Built in 1938 for local woman Bertha Loveridge, the Loveridge Lookout was commandeered in 1942 to be used as an aircraft monitoring post.
It’s one of the last two known remaining Volunteer Air Observers Corps (VAOC) posts in Victoria, with many other WWII observation posts having been demolished. The VAOC was the civilian arm of the Royal Australian Air Force.
The site is now protected under the Heritage Act 2017, along with VAOC logbooks and rosters held by the Anglesea and District Historical Society.
These tell the story of the 56 local residents who kept the Loveridge Lookout open 24 hours a day between 1942 and 1945, recording aircraft movements and relaying the information by phone to Geelong.
By the end of WWII, there were 24,000 civilian VAOC volunteers across Australia – most of whom were women.
The heritage listing comes as Victorians prepare to commemorate 75 years since the end of WWII on Saturday, 15 August through a series of online and virtual experiences.

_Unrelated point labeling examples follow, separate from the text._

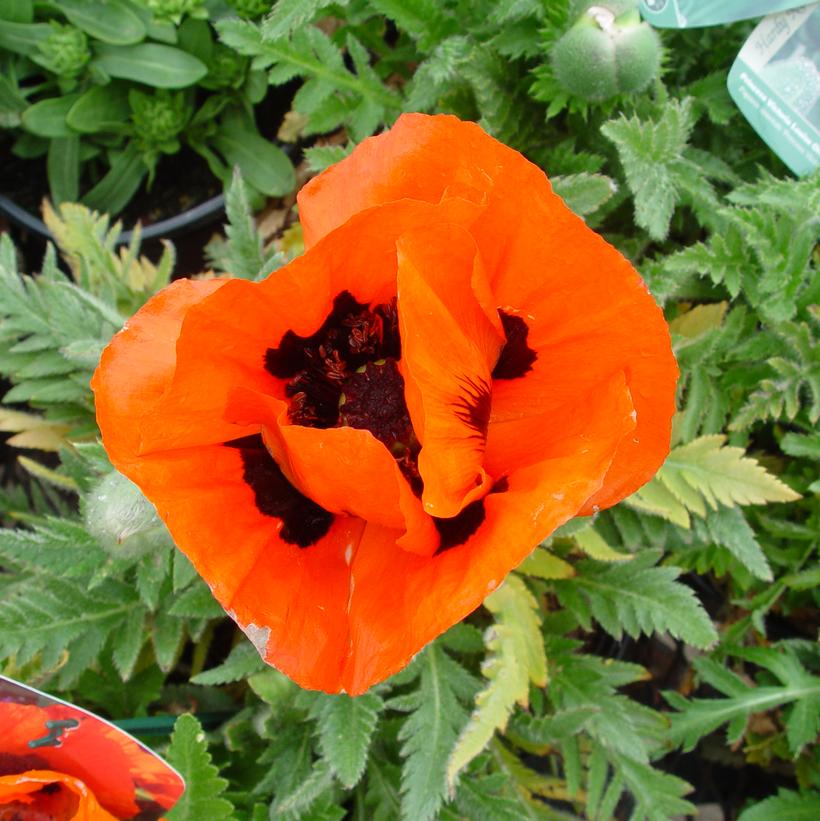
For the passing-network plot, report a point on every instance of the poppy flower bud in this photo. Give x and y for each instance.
(64, 52)
(607, 52)
(122, 520)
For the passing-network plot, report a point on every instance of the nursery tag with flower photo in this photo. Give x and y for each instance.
(775, 81)
(694, 13)
(55, 756)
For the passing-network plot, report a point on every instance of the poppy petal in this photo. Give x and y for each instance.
(99, 762)
(583, 330)
(43, 794)
(424, 158)
(451, 339)
(397, 594)
(138, 364)
(345, 470)
(534, 248)
(290, 600)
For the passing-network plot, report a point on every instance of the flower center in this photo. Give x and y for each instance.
(346, 374)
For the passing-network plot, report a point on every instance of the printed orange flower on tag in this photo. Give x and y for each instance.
(355, 451)
(42, 795)
(60, 762)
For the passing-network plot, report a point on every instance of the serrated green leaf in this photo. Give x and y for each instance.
(584, 193)
(346, 726)
(636, 598)
(516, 659)
(429, 733)
(787, 805)
(202, 798)
(242, 661)
(651, 152)
(729, 528)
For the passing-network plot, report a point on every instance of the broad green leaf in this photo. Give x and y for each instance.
(700, 716)
(263, 164)
(64, 168)
(289, 15)
(154, 64)
(516, 659)
(113, 21)
(596, 547)
(48, 117)
(101, 108)
(22, 38)
(188, 753)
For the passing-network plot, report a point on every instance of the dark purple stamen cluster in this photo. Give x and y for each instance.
(347, 374)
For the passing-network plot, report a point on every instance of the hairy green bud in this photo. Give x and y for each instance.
(607, 52)
(65, 51)
(122, 520)
(158, 119)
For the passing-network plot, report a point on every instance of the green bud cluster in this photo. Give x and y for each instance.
(607, 52)
(65, 51)
(226, 68)
(122, 520)
(175, 10)
(158, 119)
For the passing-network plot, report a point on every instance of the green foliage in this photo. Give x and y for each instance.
(101, 91)
(346, 727)
(97, 606)
(188, 753)
(636, 597)
(787, 805)
(660, 170)
(436, 717)
(706, 473)
(794, 686)
(515, 659)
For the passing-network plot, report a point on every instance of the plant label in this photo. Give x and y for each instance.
(681, 14)
(40, 732)
(775, 81)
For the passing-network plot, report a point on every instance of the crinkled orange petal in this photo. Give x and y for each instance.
(450, 343)
(216, 333)
(534, 249)
(420, 158)
(401, 602)
(95, 759)
(602, 322)
(345, 470)
(71, 801)
(290, 601)
(138, 364)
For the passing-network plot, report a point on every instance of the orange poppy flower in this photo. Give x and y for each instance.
(356, 451)
(60, 759)
(43, 795)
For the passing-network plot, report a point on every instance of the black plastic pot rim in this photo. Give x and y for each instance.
(167, 228)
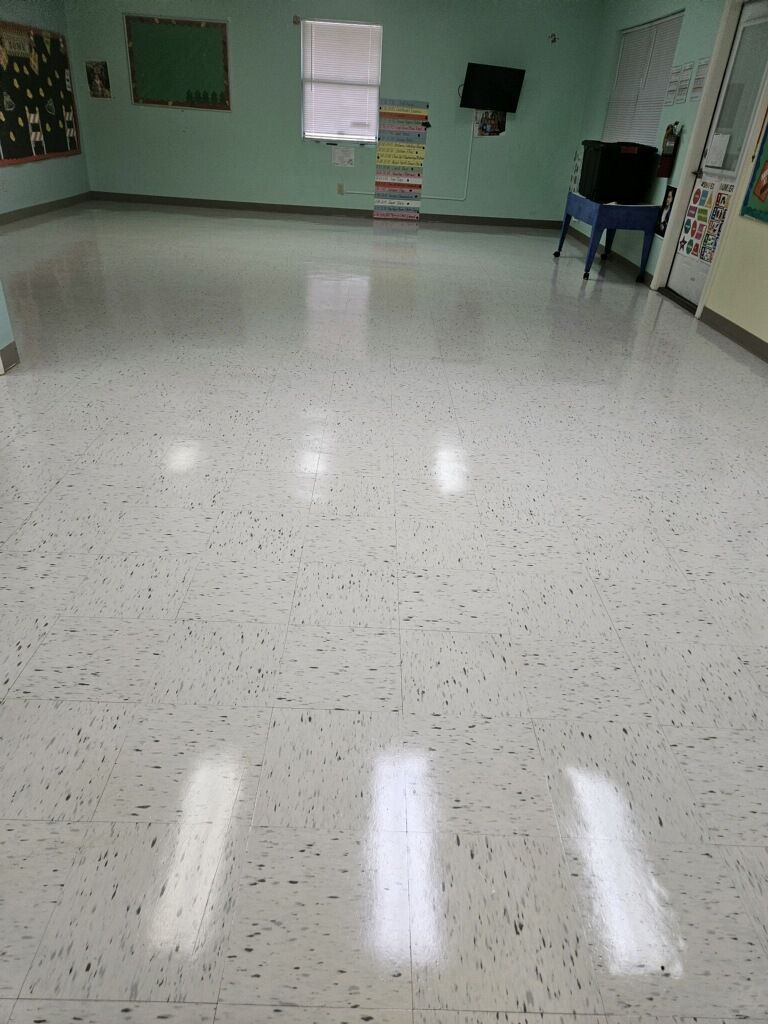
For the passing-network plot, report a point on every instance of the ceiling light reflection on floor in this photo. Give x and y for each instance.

Quotes attributable to Minister for Veterans Shaun Leane
“The story of Anglesea’s Loveridge Lookout is an example of how a small community came together during World War Two to assist in the war effort and it is right that it should be protected.”
“As we commemorate 75 years on from the end of WWII it is important that we remember the sacrifice and dedication of all those who served.”
Quote attributable to Member for Western Victoria Gayle Tierney
“While there were many volunteer lookout posts used during WWII, this is one of the few that are still standing – this makes Loveridge Lookout’s addition to the Heritage Register such a special one.”